This is the final week of my second trimester. Next week, I enter the final stretch. I can't believe I've made it this far, and the little guy is kicking and well. I am so happy every time I feel him move. Jeff has also felt him move several times, and each time it happens, he looks at me as if it is the most incredible thing on earth. It is.
The second trimester has been incredibly easy. Besides the kicking, I barely feel pregnant, even though that is I what I think about every waking moment. I've been full of energy, and I have to restrain myself from working on baby stuff 24/7. Not that there is that much to do, but all I want to do is get ready for this guy and read up on parenting. I have to force myself to pick up non-baby books, and I finally started reading my bookclub book for this Sunday.

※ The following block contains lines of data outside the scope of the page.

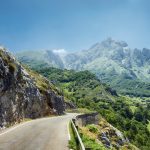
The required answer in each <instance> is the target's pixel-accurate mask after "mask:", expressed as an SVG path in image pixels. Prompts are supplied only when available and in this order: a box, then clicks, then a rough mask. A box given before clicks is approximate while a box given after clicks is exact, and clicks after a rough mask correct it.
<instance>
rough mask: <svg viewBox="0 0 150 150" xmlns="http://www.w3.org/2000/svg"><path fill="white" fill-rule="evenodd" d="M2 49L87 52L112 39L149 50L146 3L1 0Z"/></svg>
mask: <svg viewBox="0 0 150 150" xmlns="http://www.w3.org/2000/svg"><path fill="white" fill-rule="evenodd" d="M1 4H2V5H1V9H0V17H1V19H0V24H1V27H0V33H1V34H0V44H1V45H4V46H5V47H6V48H9V49H10V50H11V51H14V52H15V51H20V50H40V49H65V50H67V51H76V50H82V49H88V48H89V47H91V46H92V45H93V44H95V43H97V42H101V41H103V40H105V39H107V38H108V37H112V39H115V40H121V41H125V42H127V43H128V45H129V47H130V48H140V49H141V48H144V47H146V48H150V42H149V35H150V29H149V25H150V21H149V6H150V1H148V0H122V1H120V0H82V1H81V0H76V1H72V0H62V1H60V0H45V1H44V2H43V1H41V0H30V1H29V0H26V1H25V0H14V1H8V0H5V1H4V0H1Z"/></svg>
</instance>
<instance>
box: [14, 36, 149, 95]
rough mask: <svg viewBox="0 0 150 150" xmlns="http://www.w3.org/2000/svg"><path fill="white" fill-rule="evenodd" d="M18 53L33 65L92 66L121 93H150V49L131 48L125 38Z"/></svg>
mask: <svg viewBox="0 0 150 150" xmlns="http://www.w3.org/2000/svg"><path fill="white" fill-rule="evenodd" d="M16 55H17V57H18V59H19V61H20V62H22V63H25V64H27V65H29V66H30V67H31V68H37V67H56V68H61V69H73V70H76V71H82V70H89V71H91V72H92V73H94V74H96V75H97V77H98V78H99V79H100V80H101V81H102V82H104V83H107V84H109V85H110V86H111V87H112V88H114V89H116V90H117V91H119V92H120V93H124V94H128V95H134V96H148V97H149V96H150V92H149V89H150V49H147V48H143V49H142V50H141V49H137V48H135V49H131V48H129V47H128V44H127V43H126V42H124V41H115V40H113V39H111V38H108V39H106V40H104V41H102V42H100V43H96V44H94V45H92V46H91V47H90V48H89V49H87V50H81V51H77V52H71V53H70V52H66V51H65V50H63V49H62V50H41V51H23V52H19V53H17V54H16ZM127 83H128V84H127ZM129 85H130V86H129Z"/></svg>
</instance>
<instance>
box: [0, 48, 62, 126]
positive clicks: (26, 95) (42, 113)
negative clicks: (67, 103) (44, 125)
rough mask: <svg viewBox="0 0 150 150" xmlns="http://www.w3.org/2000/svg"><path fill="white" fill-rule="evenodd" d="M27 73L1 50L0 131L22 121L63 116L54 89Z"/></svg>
mask: <svg viewBox="0 0 150 150" xmlns="http://www.w3.org/2000/svg"><path fill="white" fill-rule="evenodd" d="M30 73H31V72H30ZM30 73H29V72H28V71H27V70H26V69H24V68H23V67H22V66H21V65H20V64H19V63H18V62H17V61H16V60H15V58H14V57H13V56H11V54H9V53H8V52H7V51H6V50H5V49H4V48H0V127H1V128H2V127H5V126H8V125H10V124H13V123H15V122H20V121H21V120H22V119H24V118H37V117H42V116H46V115H49V114H62V113H63V111H64V100H63V97H62V96H59V95H58V93H57V90H56V89H55V88H54V89H52V84H51V83H49V81H47V80H46V79H44V78H43V77H42V76H39V75H37V74H36V73H32V75H31V74H30ZM34 74H36V76H34Z"/></svg>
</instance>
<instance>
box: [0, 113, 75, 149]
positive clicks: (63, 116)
mask: <svg viewBox="0 0 150 150" xmlns="http://www.w3.org/2000/svg"><path fill="white" fill-rule="evenodd" d="M74 116H75V114H67V115H64V116H59V117H49V118H42V119H36V120H33V121H29V122H25V123H22V124H20V125H17V126H15V127H12V128H10V129H8V130H5V131H4V132H2V133H0V150H68V140H69V133H68V123H69V120H70V119H71V118H73V117H74Z"/></svg>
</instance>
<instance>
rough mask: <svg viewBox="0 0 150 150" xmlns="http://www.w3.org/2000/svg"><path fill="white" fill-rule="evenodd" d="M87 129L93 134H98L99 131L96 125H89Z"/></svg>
mask: <svg viewBox="0 0 150 150" xmlns="http://www.w3.org/2000/svg"><path fill="white" fill-rule="evenodd" d="M87 128H88V129H89V131H90V132H92V133H97V132H98V129H97V127H96V126H95V125H94V124H90V125H87Z"/></svg>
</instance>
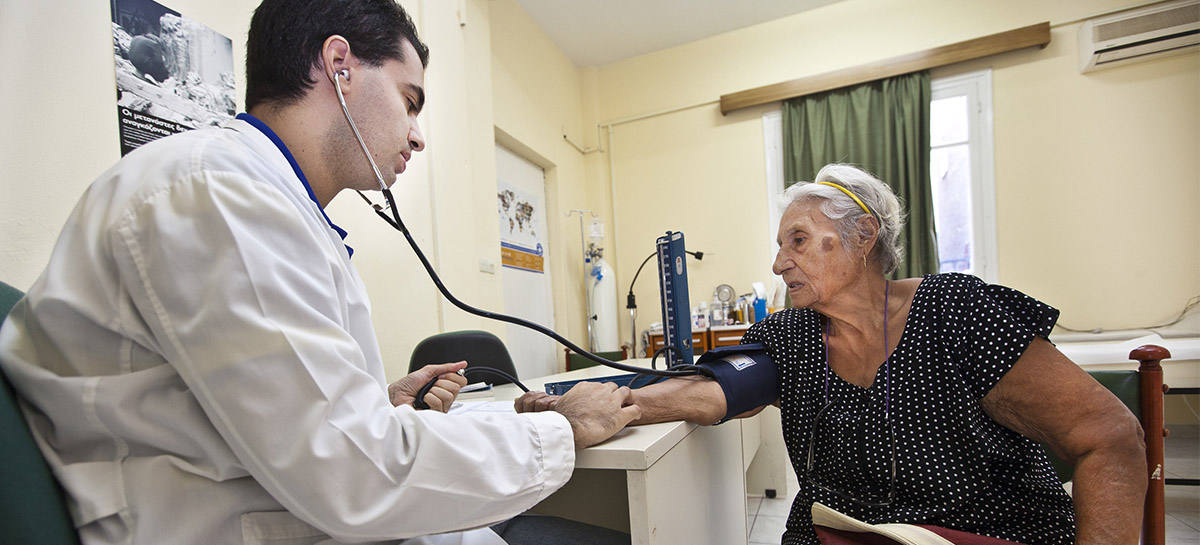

A friend recently told me, "It's great being pregnant. You're never alone."
I love that thought.
Now that I'm not alone, I treat myself better than I ever did. Eating has been the main difference. I thought I ate relatively healthy before, but I never went out of my way to eat a balanced meal. I assumed somewhere along the line, it would balance out. Nowadays, I rarely eat a meal without a mound of vegetables. And at least two glasses of milk a day. And tons of fruit. Nurturing a little guy is a big responsibility.
Despite my initial anxiety about the weight gain, I am so proud of my protruding belly these days. A couple of days ago, a stranger finally noticed my belly and asked how far along I was. I started beaming. I find myself walking around with my hands rubbing my belly, as if to call attention to it, as if to remind myself that he's in there, as if to let him know that I'm protecting him.